I can’t credit the image as I found it in on the pavement on the Caledonian Road last year; a small photomontage. I thought it so good I took it home and stuck it on the wall.  The anger and clarity in those eyes, the image of youth tearing into that powerful symbol of the USA. On the back is stamped ‘Reclaim the Streets.’  Anyone recognise it?

‘I cant breathe.’  A breath-taking slogan – and I don’t mean to be slick with words.   A man’s breath was taken away by a policeman, and it took him nine minutes to die.   At the rate of sixty breaths a minutes, that is a slow 500-second death.  George Floyd used three of them to say ‘I can’t breath,’ and a few more to repeat  ‘please’.  So the cop was a torturer too.  The Israel-Palestine News, (June 2) reports that the Minnesota police force received training from the Israelis in knee on neck restraint – a technique used on many Palestinians in the Occupied Territories. What force of hatred can be in a man to do that to another, prone and held fast, whatever he’d done. Not even on the battlefield do men do that. Even if there is inclination, there isn’t time.   This persistence of hatred represents the dark underbelly of much of America – its fascistic leanings.  For if Trump represents the ego of half of a divided nation – those who support his belligerency are the id.  How weird, unsettling and insulting to hear him say at a press conference that ‘George is looking down on us’ as the economy ‘thrives’.  I thought for a minute he meant Washington, but no, he meant the murdered man.

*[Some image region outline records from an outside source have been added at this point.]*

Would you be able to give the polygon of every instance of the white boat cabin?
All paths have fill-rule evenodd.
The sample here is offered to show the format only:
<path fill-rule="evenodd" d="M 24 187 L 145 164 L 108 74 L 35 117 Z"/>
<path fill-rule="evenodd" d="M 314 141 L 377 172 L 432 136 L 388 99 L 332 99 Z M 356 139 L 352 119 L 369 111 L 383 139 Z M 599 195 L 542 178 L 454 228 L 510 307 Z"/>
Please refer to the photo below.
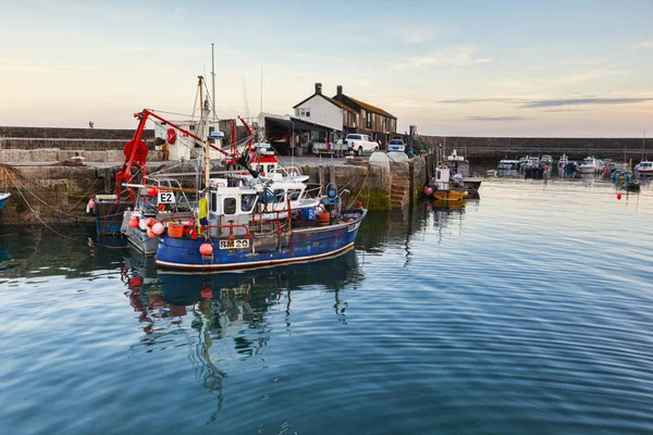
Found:
<path fill-rule="evenodd" d="M 438 190 L 448 190 L 451 184 L 451 171 L 446 166 L 438 166 L 433 176 L 432 186 Z"/>
<path fill-rule="evenodd" d="M 210 186 L 207 198 L 210 226 L 247 225 L 252 220 L 283 220 L 287 219 L 288 208 L 297 210 L 320 204 L 320 198 L 307 197 L 306 184 L 293 181 L 262 183 L 250 178 L 247 184 L 241 181 L 239 186 L 229 186 L 226 178 L 211 178 Z M 229 228 L 220 231 L 224 233 L 225 229 Z M 235 229 L 236 235 L 245 234 L 243 227 Z"/>

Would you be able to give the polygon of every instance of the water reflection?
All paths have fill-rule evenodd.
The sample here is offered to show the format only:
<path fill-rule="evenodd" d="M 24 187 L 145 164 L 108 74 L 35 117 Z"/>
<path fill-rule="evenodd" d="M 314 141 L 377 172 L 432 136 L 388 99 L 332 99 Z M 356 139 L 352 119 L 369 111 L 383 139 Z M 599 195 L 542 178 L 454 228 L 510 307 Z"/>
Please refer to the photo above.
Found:
<path fill-rule="evenodd" d="M 121 278 L 144 324 L 144 336 L 133 348 L 161 350 L 182 335 L 198 384 L 215 396 L 209 424 L 222 408 L 231 363 L 259 355 L 270 340 L 267 318 L 273 307 L 285 300 L 289 319 L 292 293 L 319 285 L 333 293 L 335 315 L 346 322 L 347 302 L 340 291 L 362 273 L 354 249 L 318 262 L 215 274 L 157 271 L 151 257 L 131 250 Z"/>

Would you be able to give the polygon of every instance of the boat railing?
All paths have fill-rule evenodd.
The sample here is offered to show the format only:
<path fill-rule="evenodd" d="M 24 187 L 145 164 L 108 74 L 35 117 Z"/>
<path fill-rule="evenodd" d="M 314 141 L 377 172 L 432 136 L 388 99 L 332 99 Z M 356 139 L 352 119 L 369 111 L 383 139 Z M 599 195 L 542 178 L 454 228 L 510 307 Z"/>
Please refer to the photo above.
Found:
<path fill-rule="evenodd" d="M 319 183 L 307 183 L 306 190 L 304 190 L 304 196 L 306 198 L 320 198 L 322 196 L 322 188 L 323 186 Z"/>
<path fill-rule="evenodd" d="M 202 225 L 202 228 L 206 228 L 209 232 L 210 231 L 221 232 L 222 229 L 229 229 L 229 237 L 235 237 L 234 228 L 243 228 L 243 229 L 245 229 L 245 238 L 251 238 L 251 234 L 249 233 L 249 226 L 246 224 L 237 224 L 234 222 L 230 222 L 229 224 L 224 224 L 224 225 Z"/>

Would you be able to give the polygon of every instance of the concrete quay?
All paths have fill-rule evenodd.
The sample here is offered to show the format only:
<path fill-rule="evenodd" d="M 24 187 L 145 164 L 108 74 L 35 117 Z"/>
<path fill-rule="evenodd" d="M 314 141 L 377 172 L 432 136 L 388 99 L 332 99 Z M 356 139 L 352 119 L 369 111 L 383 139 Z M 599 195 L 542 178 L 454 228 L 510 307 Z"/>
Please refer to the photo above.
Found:
<path fill-rule="evenodd" d="M 25 151 L 28 154 L 19 153 L 25 157 L 34 156 L 32 152 L 36 150 L 11 151 Z M 61 150 L 57 154 L 54 151 L 40 151 L 52 152 L 52 159 L 62 156 L 59 154 Z M 88 156 L 88 152 L 83 156 Z M 83 165 L 62 165 L 54 160 L 25 160 L 0 163 L 0 191 L 12 194 L 0 211 L 0 224 L 90 223 L 93 217 L 85 215 L 88 199 L 97 194 L 112 194 L 115 173 L 122 165 L 122 158 L 85 161 Z M 427 182 L 427 169 L 431 167 L 433 159 L 432 154 L 423 154 L 407 161 L 391 160 L 387 164 L 370 164 L 365 160 L 347 164 L 346 159 L 313 157 L 282 158 L 281 161 L 284 165 L 294 162 L 303 174 L 309 176 L 309 183 L 334 183 L 341 191 L 344 207 L 356 207 L 360 202 L 371 211 L 384 211 L 406 209 L 419 197 Z M 181 162 L 152 160 L 148 163 L 148 173 L 172 166 L 176 166 L 174 172 L 194 171 L 188 163 L 182 165 Z"/>

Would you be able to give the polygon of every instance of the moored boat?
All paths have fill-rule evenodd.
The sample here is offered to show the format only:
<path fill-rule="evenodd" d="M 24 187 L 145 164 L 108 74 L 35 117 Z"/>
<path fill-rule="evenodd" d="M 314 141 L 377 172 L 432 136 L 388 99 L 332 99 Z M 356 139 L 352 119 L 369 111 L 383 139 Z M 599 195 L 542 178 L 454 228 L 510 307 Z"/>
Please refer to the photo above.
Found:
<path fill-rule="evenodd" d="M 595 174 L 597 167 L 599 166 L 596 165 L 596 159 L 594 159 L 593 157 L 587 157 L 582 161 L 580 166 L 578 166 L 578 172 L 580 172 L 581 174 Z"/>
<path fill-rule="evenodd" d="M 639 175 L 653 175 L 653 162 L 642 160 L 634 165 L 634 171 Z"/>
<path fill-rule="evenodd" d="M 567 159 L 567 154 L 560 156 L 558 160 L 558 174 L 563 175 L 565 172 L 565 166 L 569 163 L 569 159 Z"/>
<path fill-rule="evenodd" d="M 2 208 L 7 203 L 7 201 L 9 200 L 9 197 L 11 197 L 10 192 L 0 194 L 0 210 L 2 210 Z"/>
<path fill-rule="evenodd" d="M 461 181 L 452 177 L 449 169 L 445 165 L 435 169 L 435 174 L 429 184 L 424 186 L 424 194 L 428 197 L 443 201 L 463 201 L 463 198 L 468 195 Z"/>
<path fill-rule="evenodd" d="M 354 246 L 367 210 L 336 208 L 318 213 L 313 208 L 287 209 L 286 217 L 237 223 L 222 207 L 239 202 L 226 189 L 211 190 L 207 225 L 202 234 L 172 237 L 163 234 L 157 250 L 157 265 L 181 270 L 230 270 L 271 266 L 335 256 Z M 259 214 L 266 214 L 266 206 Z M 333 212 L 333 213 L 332 213 Z M 227 214 L 225 214 L 227 213 Z M 279 213 L 278 213 L 279 215 Z"/>

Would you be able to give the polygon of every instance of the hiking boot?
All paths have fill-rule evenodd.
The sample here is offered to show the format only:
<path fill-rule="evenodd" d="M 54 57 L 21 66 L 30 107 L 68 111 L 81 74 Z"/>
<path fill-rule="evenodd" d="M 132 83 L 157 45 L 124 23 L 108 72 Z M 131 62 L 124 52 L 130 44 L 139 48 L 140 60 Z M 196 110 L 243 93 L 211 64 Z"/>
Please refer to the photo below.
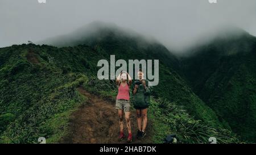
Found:
<path fill-rule="evenodd" d="M 139 139 L 141 137 L 141 131 L 138 130 L 137 132 L 137 139 Z"/>
<path fill-rule="evenodd" d="M 118 141 L 121 141 L 125 138 L 125 134 L 123 133 L 123 131 L 120 132 L 118 137 Z"/>
<path fill-rule="evenodd" d="M 146 136 L 146 133 L 143 131 L 141 131 L 141 136 L 138 138 L 138 139 L 139 139 L 139 140 L 143 139 Z"/>
<path fill-rule="evenodd" d="M 129 133 L 128 135 L 128 138 L 127 139 L 127 142 L 131 143 L 133 141 L 132 139 L 133 139 L 133 136 L 131 135 L 131 133 Z"/>

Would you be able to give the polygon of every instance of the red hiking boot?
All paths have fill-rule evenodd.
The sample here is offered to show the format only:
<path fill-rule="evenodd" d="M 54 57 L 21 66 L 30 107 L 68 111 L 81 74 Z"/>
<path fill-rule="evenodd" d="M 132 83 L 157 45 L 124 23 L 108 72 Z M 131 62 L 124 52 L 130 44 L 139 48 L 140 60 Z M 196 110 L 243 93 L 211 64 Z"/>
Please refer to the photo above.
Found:
<path fill-rule="evenodd" d="M 127 139 L 127 142 L 131 143 L 133 141 L 132 139 L 133 139 L 133 136 L 131 135 L 131 133 L 129 133 L 128 139 Z"/>
<path fill-rule="evenodd" d="M 123 131 L 120 132 L 118 137 L 118 141 L 121 141 L 125 138 L 125 134 L 123 133 Z"/>

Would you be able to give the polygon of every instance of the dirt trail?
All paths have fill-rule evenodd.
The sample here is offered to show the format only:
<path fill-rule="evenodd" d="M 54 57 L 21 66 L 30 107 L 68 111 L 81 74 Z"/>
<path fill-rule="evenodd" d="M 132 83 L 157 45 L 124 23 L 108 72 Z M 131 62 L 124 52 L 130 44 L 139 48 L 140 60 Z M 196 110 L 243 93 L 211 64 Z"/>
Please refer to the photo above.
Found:
<path fill-rule="evenodd" d="M 89 100 L 74 112 L 69 121 L 69 135 L 61 140 L 61 143 L 126 143 L 127 130 L 125 121 L 125 134 L 126 139 L 118 141 L 119 132 L 118 117 L 114 107 L 115 103 L 100 98 L 85 91 L 82 88 L 79 91 L 87 97 Z M 136 138 L 137 131 L 136 112 L 132 110 L 131 123 L 133 133 L 133 143 L 151 143 L 151 122 L 148 120 L 143 140 Z"/>

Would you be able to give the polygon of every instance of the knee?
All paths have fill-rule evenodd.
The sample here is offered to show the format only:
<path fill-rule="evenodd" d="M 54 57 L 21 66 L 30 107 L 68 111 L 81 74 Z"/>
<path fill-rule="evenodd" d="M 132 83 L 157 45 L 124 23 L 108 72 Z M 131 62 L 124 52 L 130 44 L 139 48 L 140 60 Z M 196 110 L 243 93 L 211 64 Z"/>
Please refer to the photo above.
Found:
<path fill-rule="evenodd" d="M 123 116 L 119 116 L 119 120 L 123 121 Z"/>
<path fill-rule="evenodd" d="M 131 119 L 130 118 L 130 117 L 125 117 L 125 120 L 127 122 L 129 122 Z"/>
<path fill-rule="evenodd" d="M 141 117 L 142 119 L 146 119 L 147 118 L 147 114 L 142 114 Z"/>

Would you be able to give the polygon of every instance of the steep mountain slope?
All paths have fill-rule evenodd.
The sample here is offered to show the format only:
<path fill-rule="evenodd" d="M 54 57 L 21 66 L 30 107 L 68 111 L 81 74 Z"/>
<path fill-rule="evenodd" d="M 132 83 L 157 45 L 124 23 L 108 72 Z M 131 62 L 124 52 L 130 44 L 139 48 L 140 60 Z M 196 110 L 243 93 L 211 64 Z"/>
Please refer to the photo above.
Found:
<path fill-rule="evenodd" d="M 95 30 L 95 27 L 97 30 Z M 85 33 L 79 33 L 80 31 Z M 90 32 L 87 33 L 87 32 Z M 69 36 L 72 37 L 69 37 Z M 63 40 L 68 41 L 65 41 L 64 44 Z M 163 97 L 184 106 L 196 119 L 215 126 L 222 126 L 214 112 L 191 90 L 185 81 L 179 75 L 180 70 L 178 60 L 166 47 L 154 40 L 147 40 L 134 32 L 130 32 L 116 26 L 96 22 L 73 33 L 45 41 L 44 44 L 56 46 L 85 44 L 97 51 L 101 51 L 101 55 L 108 60 L 110 55 L 115 55 L 116 60 L 127 61 L 129 59 L 159 59 L 159 83 L 155 88 L 155 95 Z"/>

Trump ‘deplores’ the violence – ‘well’ (in the words of Mandy Rice Davies) ‘he would, wouldn’t he?’ But what about the violence of the US military?   Did not Julian Assange expose terrible American violence after the invasion of Iraq?  Trump deplores the looting.  Does not Wall Street loot and plunder? Haven’t our public services both sides of the Pond been looted over the decades?   But yes, best not to be violent – most of the action is peaceful and highly symbolic – inspired by Mahatma Gandhi, whose non-violent protest removed the British colonisers from his country.

Knowledge precedes action.  Even staying informed is action – whereas passive consumption of a curated supply of media information is not.  That so many millions of people are angry and marching, because of a racist murder is heartening.   ‘It woke the giant’ in the words of a retired US army general (not on Trump’s watch, I might add).   People speak from their wounds not their scars.  There seems to be a direct line with slavery and I wonder how long it will take for the eugenicists to crawl out of the woodwork?